Patients throughout New Zealand and Australia are also being recruited.
“There is potential of this becoming part of a new standard of care for mesothelioma,” Dudek said. “It is exciting to have this study going on. This is where treatment improvements are made.”
In 2020, the FDA approved the immunotherapy combination of Opdivo and Yervoy, known generically as nivolumab and ipilimumab, for the treatment of mesothelioma. It was the first new systemic treatment in 15 years.
While the combination more than doubled survival time for the toughest-to-treat mesothelioma cell types – sarcomatoid and biphasic – in a phase III trial, the improvement was much more modest for epithelioid mesothelioma, the most common type.
Dudek and others believe that durvalumab could fill that void for those with epithelioid mesothelioma.
“We expect that the DREAM3R trial will be a particularly good treatment option for the 75% of mesothelioma patients with epithelioid subtype,” said Dr. Patrick Forde, director of the Thoracic Cancer Clinical Research Program at Johns Hopkins Medicine and lead investigator for the U.S. portion of the trial. “We have seen particular benefit in the epithelioid population from the chemo-durvalumab combination.”
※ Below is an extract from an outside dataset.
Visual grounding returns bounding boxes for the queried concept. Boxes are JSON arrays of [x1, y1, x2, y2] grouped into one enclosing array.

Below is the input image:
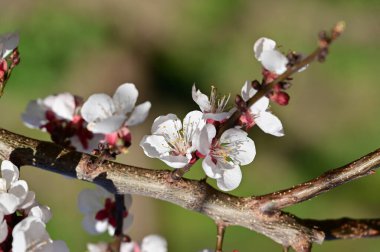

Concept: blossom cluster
[[0, 160, 69, 252], [140, 38, 296, 191], [22, 83, 151, 156], [78, 187, 167, 252]]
This latest study was sparked by significant effectiveness in two independent phase II trials, in the U.S. and in the Australia/New Zealand region.
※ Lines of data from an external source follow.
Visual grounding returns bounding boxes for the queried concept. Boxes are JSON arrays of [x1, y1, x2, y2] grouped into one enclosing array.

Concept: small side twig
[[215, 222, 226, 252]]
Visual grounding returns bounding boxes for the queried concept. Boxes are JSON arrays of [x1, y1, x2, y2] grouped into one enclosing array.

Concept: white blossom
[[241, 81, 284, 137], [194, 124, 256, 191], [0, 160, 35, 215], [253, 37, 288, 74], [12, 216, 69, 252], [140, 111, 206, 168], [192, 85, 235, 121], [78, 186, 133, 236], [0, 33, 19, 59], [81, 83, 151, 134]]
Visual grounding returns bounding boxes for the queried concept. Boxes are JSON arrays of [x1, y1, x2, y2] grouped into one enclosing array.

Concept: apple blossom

The earlier U.S. trial reported median overall survival rates of 70.4% and 44.2% at 12 and 24 months, respectively, for all subtypes combined.
Median overall survival was 20.4 months, almost double the historical control of 12.1 months with only standard chemotherapy.
The Australia/New Zealand study reported that 31 of its 54 patients reached the six-month progression-free survival stage.
Investigators with the DREAM3R study hope to enroll 480 patients with unresectable pleural mesothelioma. They will be randomized 2:1 to receive durvalumab plus four to six cycles of chemotherapy, or chemotherapy alone.
Patients in the experimental group will continue with maintenance durvalumab until unacceptable toxicity, disease progression or patient withdrawal. Patients receiving only the chemotherapy option will be offered second-line treatment upon disease progression.
AstraZeneca, a multinational biopharmaceutical company, produces and markets durvalumab under the brand name of Imfinzi.
Durvalumab produces an antibody known as a checkpoint inhibitor, negating the protein protecting the cancer cells from a patient’s own immune system. It allows the immune system to more easily identify and kill the cancer cells.
The drug was approved by the FDA for bladder cancer in 2017 and has shown considerable effectiveness with certain types of lung cancer.
It also is part of eight different mesothelioma clinical trials in various stages and in various combinations. Baylor College of Medicine in Houston has been studying its effectiveness in combination with surgery.
The Dana-Farber Cancer Institute in Boston is studying durvalumab for second-line treatment with tremelimumab, another immunotherapy drug.
“This is an exciting time for the intersection of immunotherapy and mesothelioma,” Dudek said. “It is a very promising time with lots of hope for long-term disease control that lasts for many months, if not many years.”